​Airbus is developing a retrofit to reduce the risk of system logic weaknesses that played a role in the SmartLynx A320 touch-and-go accident at Tallinn last year.

Airbus is developing a retrofit to reduce the risk of system logic weaknesses that played a role in the SmartLynx A320 touch-and-go accident at Tallinn last year.

While performing touch-and-go circuits for student pilots, the aircraft lost elevator control just after landing, a situation which the crew only discovered as the jet accelerated towards rotation again.

It became airborne as a result of the horizontal stabiliser setting before bouncing heavily on the runway and entering a sharp climb with its engines damaged and elevators inoperable.

Estonian investigation authority OJK found that, during each landing, the instructor pilot had been grasping the trim wheel to prevent the stabiliser from returning to neutral, in order to maintain a take-off setting.

This action would have been observed as a discrepancy between the stabiliser's actual and commanded positions. In order for this situation not to be interpreted as a runaway, an override mechanism is designed to detect manual takeover, disengage the pitch-trim actuator and trigger three microswitches.

But the inquiry found that the wrong sort of oil – with twice the viscosity of the oil required – was used in the override mechanism, resulting in a "non-standard" friction curve of the mechanism's clutch, and incorrect microswitch activation.

Maintenance documentation does not require any test of the override during regular checks, it adds, and "could have contributed" to the wrong oil being left unnoticed.

OJK says the instructor's manual grasping of the stabiliser trim wheel was not registered correctly by the override, generating erratic microswitch triggering and the loss of elevator aileron computer control.

At the moment of the touch-and-go incident on 28 February last year, this sequence had rendered both elevator aileron computers unavailable.

Airbus is developing a software modification for this computer, intended to "mitigate the consequences" of a failure to detect manual takeover of the horizontal stabiliser through the trim wheel, it adds.

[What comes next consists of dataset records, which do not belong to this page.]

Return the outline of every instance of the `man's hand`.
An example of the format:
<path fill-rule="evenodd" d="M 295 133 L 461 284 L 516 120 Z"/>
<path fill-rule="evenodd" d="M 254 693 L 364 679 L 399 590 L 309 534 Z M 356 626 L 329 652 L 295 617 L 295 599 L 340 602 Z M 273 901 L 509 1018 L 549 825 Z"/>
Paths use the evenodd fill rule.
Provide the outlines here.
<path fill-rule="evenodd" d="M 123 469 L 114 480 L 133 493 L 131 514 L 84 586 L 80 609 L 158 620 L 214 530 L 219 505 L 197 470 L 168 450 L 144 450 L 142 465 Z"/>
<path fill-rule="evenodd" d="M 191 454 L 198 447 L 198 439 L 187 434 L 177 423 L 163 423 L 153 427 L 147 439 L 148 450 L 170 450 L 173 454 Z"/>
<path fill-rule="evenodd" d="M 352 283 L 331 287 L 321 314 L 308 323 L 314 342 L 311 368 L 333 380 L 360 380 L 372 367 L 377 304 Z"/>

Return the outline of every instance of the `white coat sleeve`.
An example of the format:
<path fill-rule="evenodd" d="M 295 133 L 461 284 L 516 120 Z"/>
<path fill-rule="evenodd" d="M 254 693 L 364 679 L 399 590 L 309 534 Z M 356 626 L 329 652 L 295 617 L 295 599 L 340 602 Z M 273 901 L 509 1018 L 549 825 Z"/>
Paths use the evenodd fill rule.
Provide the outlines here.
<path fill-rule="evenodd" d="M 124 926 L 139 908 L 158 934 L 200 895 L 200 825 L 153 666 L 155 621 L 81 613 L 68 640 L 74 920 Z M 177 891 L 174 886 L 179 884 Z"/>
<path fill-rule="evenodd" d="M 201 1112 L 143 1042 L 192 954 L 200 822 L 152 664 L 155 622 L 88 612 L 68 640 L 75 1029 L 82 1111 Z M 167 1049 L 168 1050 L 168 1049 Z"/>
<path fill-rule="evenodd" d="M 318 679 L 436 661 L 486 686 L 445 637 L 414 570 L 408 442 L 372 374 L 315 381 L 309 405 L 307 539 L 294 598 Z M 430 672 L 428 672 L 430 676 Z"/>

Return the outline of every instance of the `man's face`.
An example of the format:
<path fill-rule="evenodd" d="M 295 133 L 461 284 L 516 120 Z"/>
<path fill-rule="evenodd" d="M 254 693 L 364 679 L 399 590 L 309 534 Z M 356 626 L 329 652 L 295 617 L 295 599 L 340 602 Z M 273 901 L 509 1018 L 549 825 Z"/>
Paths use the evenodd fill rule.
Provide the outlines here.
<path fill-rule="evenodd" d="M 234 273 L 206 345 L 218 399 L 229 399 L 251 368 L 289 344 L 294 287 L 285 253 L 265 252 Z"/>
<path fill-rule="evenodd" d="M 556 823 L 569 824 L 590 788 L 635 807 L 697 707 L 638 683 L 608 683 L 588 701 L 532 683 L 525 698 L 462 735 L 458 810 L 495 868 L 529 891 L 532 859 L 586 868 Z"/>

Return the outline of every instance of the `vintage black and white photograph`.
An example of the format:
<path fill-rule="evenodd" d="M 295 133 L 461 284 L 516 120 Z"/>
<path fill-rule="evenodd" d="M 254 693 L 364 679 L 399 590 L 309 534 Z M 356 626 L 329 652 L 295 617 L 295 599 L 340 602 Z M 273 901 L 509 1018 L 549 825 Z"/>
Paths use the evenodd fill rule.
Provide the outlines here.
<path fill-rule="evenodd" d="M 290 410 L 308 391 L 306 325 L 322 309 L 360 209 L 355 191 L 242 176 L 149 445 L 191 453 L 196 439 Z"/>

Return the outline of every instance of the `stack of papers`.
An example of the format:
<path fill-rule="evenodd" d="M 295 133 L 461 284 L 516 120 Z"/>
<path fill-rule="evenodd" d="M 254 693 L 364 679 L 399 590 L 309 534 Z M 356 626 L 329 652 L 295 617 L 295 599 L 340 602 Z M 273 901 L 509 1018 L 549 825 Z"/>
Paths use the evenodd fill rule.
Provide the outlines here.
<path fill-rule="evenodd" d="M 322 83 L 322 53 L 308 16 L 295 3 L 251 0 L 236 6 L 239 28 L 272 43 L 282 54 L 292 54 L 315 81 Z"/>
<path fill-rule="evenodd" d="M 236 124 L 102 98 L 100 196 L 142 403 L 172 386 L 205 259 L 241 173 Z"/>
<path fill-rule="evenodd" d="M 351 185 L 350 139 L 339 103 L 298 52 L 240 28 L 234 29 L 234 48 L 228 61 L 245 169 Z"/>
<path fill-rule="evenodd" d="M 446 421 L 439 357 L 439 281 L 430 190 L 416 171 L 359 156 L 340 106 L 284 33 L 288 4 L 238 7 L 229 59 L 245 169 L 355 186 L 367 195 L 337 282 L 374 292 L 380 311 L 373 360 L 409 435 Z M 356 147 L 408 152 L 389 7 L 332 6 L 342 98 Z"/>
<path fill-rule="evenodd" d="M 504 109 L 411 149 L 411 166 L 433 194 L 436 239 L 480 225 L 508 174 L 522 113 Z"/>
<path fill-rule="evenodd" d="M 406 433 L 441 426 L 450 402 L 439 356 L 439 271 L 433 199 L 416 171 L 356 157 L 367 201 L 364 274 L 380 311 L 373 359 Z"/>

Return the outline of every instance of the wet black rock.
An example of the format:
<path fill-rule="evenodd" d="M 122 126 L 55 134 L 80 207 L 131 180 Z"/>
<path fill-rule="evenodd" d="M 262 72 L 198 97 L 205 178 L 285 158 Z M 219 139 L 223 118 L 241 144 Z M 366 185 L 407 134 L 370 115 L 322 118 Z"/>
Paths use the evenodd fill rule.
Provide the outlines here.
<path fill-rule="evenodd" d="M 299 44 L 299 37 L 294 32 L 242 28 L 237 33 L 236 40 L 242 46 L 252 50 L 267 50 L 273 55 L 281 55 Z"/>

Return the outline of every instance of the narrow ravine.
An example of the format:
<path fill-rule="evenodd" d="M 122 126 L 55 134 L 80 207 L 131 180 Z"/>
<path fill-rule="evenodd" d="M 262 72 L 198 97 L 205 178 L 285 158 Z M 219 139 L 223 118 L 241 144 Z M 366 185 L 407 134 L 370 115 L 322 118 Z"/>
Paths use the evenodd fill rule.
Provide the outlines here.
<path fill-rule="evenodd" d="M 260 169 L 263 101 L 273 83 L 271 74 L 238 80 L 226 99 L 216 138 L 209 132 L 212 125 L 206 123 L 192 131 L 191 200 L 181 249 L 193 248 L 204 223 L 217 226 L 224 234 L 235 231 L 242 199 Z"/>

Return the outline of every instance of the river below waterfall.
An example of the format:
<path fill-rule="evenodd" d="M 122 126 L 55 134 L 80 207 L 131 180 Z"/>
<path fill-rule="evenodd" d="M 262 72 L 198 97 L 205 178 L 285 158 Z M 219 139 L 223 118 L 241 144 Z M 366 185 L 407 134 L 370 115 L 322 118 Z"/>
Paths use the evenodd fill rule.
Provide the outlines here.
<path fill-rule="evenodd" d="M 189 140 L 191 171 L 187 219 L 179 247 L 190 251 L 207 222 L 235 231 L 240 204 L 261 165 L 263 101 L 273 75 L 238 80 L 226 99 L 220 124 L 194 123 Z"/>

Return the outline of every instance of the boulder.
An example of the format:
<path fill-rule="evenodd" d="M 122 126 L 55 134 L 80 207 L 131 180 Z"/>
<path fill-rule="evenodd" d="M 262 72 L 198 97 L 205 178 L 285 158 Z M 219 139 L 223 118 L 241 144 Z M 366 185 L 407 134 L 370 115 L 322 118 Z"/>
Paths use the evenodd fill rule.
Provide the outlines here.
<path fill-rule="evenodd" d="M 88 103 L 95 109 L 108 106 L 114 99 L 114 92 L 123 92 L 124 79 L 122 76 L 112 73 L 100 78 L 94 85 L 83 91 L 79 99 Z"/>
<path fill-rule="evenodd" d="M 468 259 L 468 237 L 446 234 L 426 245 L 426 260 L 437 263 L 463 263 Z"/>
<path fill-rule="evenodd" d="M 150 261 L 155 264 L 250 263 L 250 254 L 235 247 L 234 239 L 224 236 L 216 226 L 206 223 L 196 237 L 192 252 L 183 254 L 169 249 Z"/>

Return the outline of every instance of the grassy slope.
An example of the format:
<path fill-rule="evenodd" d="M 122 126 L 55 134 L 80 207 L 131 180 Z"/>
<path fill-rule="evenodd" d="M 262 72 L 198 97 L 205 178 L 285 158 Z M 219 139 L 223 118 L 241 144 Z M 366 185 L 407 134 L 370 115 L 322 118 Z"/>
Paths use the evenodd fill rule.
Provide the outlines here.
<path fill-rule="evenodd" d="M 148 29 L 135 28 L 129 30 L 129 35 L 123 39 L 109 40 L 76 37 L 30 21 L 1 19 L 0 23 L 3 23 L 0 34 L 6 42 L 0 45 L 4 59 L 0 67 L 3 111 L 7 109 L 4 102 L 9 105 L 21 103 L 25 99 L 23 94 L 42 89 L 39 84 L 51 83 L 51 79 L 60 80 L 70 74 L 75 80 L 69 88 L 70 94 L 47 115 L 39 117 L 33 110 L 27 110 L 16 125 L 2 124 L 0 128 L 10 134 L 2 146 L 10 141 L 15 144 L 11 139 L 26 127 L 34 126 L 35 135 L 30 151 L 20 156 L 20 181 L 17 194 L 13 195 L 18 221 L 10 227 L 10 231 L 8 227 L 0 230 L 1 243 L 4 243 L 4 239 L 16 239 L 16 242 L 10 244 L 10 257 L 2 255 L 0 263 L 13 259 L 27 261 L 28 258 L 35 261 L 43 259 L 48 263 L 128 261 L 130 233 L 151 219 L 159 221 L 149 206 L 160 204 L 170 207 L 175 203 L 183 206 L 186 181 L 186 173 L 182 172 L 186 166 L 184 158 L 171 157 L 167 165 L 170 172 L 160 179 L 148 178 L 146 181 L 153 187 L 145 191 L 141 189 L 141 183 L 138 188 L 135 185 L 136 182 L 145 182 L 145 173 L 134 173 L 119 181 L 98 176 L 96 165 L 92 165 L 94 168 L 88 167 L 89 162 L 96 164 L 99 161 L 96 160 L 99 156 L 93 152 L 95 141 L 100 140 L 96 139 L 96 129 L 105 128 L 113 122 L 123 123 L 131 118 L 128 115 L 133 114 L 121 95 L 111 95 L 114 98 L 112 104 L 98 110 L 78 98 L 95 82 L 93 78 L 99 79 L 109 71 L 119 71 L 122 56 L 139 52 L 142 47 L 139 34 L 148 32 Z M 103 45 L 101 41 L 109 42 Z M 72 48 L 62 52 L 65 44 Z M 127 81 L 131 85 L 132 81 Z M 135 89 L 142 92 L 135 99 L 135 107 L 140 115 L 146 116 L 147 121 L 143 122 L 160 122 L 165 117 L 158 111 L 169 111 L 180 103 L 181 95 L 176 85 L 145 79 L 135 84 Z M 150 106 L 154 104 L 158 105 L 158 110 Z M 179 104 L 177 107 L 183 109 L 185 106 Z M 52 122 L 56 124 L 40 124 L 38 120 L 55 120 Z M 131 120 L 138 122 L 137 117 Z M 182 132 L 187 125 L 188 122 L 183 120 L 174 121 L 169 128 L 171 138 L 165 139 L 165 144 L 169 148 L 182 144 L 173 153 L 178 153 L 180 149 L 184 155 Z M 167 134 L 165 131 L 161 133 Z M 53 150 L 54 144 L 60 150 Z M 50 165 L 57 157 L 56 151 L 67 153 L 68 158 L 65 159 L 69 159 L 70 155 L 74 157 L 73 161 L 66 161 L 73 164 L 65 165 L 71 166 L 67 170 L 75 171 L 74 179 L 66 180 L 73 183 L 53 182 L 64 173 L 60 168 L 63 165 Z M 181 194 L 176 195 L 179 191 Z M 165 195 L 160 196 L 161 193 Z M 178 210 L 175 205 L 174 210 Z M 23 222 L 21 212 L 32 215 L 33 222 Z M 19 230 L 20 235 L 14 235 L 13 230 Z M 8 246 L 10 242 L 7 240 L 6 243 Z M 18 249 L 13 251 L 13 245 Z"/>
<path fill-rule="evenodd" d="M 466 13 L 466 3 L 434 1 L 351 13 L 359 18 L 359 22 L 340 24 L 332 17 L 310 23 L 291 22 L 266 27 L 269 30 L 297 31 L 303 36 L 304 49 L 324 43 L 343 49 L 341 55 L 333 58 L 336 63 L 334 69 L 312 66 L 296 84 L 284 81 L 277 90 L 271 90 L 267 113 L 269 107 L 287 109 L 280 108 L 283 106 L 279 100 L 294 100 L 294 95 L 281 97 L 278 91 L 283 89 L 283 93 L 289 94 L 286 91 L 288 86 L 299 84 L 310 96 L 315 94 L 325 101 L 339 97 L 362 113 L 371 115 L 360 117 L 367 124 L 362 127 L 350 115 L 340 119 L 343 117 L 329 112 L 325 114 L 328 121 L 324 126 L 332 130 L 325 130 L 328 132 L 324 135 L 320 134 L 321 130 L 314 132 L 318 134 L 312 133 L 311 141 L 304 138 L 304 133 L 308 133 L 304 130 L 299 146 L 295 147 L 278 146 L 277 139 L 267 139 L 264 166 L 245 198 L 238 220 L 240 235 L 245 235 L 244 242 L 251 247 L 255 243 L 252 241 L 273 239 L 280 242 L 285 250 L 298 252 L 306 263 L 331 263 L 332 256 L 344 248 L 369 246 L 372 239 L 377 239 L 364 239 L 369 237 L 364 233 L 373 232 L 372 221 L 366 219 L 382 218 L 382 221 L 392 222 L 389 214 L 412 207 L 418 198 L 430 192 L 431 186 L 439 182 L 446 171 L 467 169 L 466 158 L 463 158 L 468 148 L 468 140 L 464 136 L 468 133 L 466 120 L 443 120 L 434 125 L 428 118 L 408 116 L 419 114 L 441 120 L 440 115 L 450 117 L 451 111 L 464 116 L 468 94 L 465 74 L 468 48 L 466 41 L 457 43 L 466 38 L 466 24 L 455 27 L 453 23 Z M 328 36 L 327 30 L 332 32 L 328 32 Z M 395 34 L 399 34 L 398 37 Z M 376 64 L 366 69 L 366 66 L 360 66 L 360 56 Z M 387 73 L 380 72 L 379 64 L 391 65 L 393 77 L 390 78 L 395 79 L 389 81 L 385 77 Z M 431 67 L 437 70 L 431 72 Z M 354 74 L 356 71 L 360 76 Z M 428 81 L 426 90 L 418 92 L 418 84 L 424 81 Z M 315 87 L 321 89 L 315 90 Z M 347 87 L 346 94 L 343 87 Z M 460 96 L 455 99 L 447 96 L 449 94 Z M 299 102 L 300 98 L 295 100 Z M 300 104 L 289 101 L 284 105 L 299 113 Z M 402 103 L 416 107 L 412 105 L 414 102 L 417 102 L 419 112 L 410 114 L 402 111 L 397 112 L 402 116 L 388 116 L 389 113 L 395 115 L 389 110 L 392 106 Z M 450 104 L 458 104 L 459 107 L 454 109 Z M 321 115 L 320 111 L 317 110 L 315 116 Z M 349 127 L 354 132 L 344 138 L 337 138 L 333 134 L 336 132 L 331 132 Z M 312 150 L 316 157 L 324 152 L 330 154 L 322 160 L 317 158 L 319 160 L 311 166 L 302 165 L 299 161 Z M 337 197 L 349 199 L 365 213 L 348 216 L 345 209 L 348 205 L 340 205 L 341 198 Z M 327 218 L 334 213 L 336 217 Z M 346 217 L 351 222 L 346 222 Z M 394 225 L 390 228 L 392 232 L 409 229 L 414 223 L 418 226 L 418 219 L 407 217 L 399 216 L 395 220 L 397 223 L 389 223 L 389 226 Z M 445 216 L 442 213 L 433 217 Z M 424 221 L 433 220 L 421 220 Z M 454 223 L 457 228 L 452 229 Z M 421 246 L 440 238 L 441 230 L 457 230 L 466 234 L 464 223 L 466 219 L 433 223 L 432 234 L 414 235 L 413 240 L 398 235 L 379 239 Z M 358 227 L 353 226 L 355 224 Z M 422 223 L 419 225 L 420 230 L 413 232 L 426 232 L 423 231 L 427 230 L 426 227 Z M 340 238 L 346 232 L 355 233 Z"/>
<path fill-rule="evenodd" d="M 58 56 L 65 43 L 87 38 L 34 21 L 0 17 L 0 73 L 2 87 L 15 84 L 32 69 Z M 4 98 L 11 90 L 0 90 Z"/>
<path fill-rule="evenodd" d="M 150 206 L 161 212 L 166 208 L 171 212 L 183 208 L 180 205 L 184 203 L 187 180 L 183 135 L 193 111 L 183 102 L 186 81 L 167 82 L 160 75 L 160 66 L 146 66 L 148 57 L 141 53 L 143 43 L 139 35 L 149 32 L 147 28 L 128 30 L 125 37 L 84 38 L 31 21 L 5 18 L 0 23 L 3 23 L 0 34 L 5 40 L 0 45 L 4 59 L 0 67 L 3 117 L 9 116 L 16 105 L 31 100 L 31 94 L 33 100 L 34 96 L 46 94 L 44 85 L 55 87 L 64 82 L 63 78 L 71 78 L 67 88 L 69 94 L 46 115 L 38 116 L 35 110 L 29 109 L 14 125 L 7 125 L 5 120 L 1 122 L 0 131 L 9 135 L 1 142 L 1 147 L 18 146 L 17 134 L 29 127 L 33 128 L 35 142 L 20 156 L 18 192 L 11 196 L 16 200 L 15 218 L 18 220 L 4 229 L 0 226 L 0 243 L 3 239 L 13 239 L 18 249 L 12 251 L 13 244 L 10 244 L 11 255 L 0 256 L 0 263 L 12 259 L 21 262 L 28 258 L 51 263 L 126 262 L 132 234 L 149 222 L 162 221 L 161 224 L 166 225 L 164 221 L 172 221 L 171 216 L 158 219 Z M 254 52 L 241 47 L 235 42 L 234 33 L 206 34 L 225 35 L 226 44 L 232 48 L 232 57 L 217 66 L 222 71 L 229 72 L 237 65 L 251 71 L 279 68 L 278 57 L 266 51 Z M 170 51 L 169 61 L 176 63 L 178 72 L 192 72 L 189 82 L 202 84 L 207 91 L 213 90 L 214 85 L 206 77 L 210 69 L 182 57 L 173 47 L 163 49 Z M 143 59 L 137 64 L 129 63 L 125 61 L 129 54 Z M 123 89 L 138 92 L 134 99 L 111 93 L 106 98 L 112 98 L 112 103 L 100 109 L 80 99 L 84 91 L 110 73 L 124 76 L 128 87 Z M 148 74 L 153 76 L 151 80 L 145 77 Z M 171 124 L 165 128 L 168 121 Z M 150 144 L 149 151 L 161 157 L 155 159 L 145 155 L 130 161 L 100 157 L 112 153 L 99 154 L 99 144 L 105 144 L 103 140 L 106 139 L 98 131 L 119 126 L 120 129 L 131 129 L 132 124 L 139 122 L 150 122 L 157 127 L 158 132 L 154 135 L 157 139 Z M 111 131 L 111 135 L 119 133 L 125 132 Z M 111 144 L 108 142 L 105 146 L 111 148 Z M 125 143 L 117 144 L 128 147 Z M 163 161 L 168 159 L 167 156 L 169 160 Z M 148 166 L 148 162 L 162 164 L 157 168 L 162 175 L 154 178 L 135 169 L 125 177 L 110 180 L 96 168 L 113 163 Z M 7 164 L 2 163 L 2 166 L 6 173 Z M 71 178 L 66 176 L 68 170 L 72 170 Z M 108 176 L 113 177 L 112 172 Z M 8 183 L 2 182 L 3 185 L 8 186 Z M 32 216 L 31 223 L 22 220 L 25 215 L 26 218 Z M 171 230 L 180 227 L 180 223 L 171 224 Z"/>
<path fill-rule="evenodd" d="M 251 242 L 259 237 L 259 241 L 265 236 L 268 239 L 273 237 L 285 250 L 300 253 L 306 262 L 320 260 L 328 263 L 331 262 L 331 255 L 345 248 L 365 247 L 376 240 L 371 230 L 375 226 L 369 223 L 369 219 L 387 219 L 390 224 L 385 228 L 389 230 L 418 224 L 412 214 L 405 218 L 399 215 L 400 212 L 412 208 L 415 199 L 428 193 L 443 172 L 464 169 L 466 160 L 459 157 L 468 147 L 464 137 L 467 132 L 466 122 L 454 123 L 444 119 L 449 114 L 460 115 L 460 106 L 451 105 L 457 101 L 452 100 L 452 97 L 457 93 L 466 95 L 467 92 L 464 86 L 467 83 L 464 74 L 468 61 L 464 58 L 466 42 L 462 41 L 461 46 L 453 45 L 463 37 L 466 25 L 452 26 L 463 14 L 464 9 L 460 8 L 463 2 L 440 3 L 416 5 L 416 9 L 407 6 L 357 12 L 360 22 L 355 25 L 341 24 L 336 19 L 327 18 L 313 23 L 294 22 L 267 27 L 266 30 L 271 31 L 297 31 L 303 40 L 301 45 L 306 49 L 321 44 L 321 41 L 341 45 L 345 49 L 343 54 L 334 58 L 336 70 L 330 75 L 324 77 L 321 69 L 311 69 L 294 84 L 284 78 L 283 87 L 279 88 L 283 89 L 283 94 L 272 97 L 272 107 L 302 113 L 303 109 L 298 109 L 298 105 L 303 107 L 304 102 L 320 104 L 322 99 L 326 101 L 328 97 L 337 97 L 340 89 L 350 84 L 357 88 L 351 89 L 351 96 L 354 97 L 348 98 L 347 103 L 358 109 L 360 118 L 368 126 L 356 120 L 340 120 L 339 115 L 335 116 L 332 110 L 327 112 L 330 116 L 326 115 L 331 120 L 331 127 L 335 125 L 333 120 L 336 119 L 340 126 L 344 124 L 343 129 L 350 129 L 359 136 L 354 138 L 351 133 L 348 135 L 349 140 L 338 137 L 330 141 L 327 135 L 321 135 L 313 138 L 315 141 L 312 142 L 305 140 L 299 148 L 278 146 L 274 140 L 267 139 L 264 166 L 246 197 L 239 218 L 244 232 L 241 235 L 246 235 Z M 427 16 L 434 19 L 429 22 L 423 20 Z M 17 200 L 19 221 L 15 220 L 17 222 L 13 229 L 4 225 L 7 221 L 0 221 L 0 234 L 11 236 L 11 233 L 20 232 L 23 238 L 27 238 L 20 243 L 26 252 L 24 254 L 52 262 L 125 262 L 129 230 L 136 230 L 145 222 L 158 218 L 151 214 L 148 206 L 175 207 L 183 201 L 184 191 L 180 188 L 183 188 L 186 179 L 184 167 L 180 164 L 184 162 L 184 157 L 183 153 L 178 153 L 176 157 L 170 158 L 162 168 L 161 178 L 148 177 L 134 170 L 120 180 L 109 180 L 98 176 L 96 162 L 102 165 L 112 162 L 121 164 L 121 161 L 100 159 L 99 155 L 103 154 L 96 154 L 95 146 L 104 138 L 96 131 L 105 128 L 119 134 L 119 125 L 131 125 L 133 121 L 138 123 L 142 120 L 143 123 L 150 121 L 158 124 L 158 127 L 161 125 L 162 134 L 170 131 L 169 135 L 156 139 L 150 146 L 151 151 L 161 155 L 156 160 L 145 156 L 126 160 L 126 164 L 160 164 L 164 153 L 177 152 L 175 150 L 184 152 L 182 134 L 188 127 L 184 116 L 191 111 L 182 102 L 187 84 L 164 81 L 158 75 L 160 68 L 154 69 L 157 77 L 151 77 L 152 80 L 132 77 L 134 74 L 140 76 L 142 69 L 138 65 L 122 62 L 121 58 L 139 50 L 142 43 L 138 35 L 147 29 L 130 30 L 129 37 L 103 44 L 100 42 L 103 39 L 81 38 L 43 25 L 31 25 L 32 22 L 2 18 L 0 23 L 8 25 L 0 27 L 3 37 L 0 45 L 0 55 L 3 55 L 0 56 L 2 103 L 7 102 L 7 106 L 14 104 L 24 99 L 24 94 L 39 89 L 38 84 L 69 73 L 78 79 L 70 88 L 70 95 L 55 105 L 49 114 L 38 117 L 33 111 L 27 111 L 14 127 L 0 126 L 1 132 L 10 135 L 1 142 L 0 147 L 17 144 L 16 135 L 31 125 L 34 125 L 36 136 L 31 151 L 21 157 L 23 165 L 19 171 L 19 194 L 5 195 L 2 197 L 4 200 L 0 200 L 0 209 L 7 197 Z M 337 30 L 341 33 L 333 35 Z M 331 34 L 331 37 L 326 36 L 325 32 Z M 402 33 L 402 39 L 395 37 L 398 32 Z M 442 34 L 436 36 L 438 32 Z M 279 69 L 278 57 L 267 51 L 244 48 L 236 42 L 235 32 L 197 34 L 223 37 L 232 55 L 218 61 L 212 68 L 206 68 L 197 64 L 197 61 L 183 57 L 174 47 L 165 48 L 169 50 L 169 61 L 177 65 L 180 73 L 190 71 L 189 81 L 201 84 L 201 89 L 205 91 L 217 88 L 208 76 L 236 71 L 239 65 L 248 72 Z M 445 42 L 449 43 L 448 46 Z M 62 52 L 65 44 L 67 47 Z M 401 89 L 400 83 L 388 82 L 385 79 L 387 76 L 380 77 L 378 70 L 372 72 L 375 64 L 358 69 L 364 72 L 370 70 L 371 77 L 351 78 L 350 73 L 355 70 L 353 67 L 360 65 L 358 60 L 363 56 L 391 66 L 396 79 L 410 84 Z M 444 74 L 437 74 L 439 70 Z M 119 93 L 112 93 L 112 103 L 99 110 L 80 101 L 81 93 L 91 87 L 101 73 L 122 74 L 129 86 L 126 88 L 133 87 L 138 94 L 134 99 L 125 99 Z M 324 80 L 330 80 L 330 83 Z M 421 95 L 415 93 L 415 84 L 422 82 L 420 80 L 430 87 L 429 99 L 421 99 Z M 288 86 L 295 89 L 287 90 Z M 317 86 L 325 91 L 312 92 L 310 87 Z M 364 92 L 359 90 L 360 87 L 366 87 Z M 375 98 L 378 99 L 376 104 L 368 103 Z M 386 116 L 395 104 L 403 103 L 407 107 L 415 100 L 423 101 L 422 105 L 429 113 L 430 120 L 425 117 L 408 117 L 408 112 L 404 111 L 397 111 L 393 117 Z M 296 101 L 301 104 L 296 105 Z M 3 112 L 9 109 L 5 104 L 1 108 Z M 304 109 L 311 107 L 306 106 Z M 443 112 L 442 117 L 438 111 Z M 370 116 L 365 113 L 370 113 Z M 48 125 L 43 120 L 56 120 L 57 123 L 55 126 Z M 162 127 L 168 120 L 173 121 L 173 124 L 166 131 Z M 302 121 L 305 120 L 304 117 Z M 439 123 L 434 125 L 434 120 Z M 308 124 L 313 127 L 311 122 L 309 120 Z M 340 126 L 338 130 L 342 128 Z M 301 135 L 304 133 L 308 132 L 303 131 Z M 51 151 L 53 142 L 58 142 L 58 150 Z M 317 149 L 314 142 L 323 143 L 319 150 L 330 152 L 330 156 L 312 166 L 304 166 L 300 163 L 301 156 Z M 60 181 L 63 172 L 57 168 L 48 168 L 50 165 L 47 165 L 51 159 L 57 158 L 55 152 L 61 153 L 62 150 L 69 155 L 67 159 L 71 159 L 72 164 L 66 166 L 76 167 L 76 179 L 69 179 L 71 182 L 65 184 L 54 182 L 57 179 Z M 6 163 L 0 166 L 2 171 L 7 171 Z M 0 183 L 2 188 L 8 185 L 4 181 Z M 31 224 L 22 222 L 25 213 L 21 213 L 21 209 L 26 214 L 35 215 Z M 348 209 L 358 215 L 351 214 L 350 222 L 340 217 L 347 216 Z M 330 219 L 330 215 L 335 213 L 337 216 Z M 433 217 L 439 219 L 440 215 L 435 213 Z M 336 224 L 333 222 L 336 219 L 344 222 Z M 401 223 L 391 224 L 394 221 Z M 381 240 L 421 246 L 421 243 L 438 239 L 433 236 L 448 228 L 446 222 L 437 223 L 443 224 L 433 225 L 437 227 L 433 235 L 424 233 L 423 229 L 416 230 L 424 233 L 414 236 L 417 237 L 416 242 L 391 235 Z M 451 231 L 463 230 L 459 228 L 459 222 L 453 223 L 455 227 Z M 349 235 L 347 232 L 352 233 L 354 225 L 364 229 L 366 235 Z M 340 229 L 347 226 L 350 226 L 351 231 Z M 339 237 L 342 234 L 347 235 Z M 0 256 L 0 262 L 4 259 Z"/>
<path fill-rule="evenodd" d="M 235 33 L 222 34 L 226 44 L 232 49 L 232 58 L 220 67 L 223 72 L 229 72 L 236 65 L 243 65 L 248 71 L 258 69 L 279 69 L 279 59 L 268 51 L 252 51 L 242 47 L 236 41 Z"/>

Certification of this upgrade and global retrofit is planned for mid-2020.

When neither elevator aileron computer is available the system logic shifts pitch control to the spoiler elevator computer.

But OJK also found that a "design flaw" allowed a single event – a shallow rebound during the landing – to trigger a consolidation logic discrepancy between the spoiler elevator computer's two channels, with one computing elevator orders in 'flight' law and the other computing orders in 'ground' law.

It resulted in the loss of control of both elevators by both spoiler elevator computers, and subsequently to the elevators' moving and locking in the neutral position – setting up the failure to rotate when the A320 accelerated for take-off.

Airbus has initiated developed of a modification which, the inquiry says, will improve the weakness in the consolidation logic and increase robustness of the spoiler elevator computer against landing-gear bounce.

All seven occupants of the A320, including four student pilots, survived after the instructor and a safety pilot managed to use thrust from the damaged engines and horizontal stabiliser trim to return to Tallinn for an emergency landing. Both engines failed before the aircraft touched down and the jet was subsequently written off.